Queridos Hermanos y Hermanas en el Señor:
Que el fuego del Espíritu Santo que se derramó sobre los apóstoles en forma de lenguas de fuego, también se derrame sobre nosotros, purifique e inflame nuestros corazones y nos fortalezca e ilumine en la misión de extender el Reino de Cristo allí donde el Señor nos ha colocado a cada uno.
Los cristianos hemos de ser fuego que encienda, como Jesús encendió a sus discípulos. Nuestro amor debe ser lumbre Viva, Crítica en Línea que convierte en puntos de ignición, otras fuentes de amor y de apostolado, a quienes tratamos. El Espíritu Santo soplará, a través de nosotros, en muchos que parecían apagados, y de su rescoldo de vida cristiana saldrán llamas que se propagarán a otros ambientes que de no ser por ellos hubieran permanecido fríos y muertos. No importa que nos parezca que somos poca cosa, que apenas podemos hacer nada, que no sabemos, que nos falta formación. El Señor sólo quiere poder contar del todo con cada uno. ¡Qué grato le es al Señor el que, en la intimidad de nuestra alma, le digamos que somos todo de Él, que puede contar con lo poco que somos!.
El amor verdadero a Dios se manifiesta enseguida en apostolado, en deseos de que otros conozcan y amen a Jesucristo. "Me ardía el corazón dentro del pecho, se encendía el fuego en mi meditación" (Sal. 38, 4). ¿Qué fuego es ése sino el mismo del que habla Cristo: "fuego he venido a traer a la tierra y qué he de querer sino que arda?" (Lc. 12, 49). Fuego de apostolado que se robustece en la oración, en el trato íntimo con Cristo.

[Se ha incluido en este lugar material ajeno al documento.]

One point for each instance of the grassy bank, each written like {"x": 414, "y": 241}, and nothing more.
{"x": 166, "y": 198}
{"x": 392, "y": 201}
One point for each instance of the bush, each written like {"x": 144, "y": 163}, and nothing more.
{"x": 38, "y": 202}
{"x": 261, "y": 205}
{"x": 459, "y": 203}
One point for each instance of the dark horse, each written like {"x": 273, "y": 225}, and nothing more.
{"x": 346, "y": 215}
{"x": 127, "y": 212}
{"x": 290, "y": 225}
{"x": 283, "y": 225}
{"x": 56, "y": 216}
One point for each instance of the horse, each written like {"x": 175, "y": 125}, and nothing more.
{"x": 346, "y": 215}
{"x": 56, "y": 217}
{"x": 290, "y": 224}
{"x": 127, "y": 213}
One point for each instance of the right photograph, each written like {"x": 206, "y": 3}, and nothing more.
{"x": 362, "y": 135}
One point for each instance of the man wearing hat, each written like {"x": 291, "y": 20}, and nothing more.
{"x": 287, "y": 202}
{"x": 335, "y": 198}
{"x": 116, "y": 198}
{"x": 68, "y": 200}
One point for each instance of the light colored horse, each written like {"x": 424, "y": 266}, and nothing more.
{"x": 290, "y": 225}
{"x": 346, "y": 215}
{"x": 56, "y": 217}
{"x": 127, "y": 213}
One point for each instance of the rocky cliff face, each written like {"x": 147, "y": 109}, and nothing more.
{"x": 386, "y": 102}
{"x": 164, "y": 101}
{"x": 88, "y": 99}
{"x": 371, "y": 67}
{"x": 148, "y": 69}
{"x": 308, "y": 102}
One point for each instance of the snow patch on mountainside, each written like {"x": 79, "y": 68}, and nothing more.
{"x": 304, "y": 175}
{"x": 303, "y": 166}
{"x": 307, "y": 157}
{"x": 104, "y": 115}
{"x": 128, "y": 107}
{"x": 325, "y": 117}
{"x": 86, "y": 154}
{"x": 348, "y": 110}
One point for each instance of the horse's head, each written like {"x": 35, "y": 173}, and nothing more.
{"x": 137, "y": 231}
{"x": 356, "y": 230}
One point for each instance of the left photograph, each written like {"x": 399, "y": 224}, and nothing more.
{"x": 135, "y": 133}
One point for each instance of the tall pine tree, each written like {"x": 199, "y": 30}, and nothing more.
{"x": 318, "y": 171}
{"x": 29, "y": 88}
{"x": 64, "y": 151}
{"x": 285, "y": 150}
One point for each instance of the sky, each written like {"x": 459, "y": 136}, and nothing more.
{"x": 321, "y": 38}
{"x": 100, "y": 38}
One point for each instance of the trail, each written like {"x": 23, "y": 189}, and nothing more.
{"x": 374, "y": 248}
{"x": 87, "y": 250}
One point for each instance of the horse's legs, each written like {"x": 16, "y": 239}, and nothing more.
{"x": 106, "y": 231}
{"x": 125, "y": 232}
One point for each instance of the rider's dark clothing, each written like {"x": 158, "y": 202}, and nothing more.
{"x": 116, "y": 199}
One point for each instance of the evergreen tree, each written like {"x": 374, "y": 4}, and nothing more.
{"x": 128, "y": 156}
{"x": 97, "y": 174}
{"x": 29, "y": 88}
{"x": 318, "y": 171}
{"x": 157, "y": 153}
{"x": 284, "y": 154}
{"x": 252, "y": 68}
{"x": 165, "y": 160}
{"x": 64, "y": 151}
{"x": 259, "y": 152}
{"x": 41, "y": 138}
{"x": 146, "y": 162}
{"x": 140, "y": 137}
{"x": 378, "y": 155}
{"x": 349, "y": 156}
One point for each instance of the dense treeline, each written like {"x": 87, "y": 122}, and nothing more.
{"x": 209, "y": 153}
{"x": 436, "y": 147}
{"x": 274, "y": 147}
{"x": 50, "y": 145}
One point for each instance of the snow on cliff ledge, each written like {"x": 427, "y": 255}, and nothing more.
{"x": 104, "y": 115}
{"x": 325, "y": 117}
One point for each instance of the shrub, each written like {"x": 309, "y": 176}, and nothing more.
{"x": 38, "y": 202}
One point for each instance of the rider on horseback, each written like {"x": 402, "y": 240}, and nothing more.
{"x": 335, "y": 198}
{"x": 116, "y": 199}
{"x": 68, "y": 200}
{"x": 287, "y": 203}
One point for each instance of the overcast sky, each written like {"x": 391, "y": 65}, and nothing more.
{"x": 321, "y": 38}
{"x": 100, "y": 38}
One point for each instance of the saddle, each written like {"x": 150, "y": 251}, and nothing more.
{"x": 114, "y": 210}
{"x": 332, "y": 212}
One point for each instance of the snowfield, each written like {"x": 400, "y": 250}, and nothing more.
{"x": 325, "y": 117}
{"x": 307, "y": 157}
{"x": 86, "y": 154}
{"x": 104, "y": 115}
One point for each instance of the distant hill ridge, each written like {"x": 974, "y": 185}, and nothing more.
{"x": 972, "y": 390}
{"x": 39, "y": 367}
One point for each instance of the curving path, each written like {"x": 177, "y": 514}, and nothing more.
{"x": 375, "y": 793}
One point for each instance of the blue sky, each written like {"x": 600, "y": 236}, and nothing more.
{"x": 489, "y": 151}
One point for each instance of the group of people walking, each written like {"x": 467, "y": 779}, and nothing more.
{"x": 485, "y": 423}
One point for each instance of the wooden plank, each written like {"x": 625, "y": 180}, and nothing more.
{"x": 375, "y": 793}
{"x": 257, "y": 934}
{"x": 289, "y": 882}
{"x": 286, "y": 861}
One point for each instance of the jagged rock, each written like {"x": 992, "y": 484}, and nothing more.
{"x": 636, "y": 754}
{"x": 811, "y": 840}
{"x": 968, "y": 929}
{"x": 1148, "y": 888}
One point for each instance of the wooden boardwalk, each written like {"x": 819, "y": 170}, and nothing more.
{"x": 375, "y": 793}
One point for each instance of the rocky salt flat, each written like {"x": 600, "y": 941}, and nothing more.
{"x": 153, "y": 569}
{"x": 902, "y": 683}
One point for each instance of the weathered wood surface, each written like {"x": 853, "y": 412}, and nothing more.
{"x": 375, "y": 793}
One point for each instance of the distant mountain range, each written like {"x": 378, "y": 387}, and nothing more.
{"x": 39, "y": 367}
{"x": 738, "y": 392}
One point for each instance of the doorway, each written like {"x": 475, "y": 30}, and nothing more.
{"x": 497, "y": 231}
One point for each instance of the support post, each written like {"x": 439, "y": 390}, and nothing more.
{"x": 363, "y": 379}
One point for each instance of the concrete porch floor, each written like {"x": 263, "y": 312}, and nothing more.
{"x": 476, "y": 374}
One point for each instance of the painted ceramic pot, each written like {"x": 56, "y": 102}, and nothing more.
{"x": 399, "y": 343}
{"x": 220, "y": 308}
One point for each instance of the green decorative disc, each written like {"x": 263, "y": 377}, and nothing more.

Allí se alimenta el afán apostólico. Junto al sagrario tendremos luz y fuerzas; hablaremos a Jesús de los hijos, de los padres, de los hermanos, de los amigos, de aquella persona que acabamos de conocer, de las que encontraremos ese día por motivos profesionales o en los menudos incidentes de la vida diaria.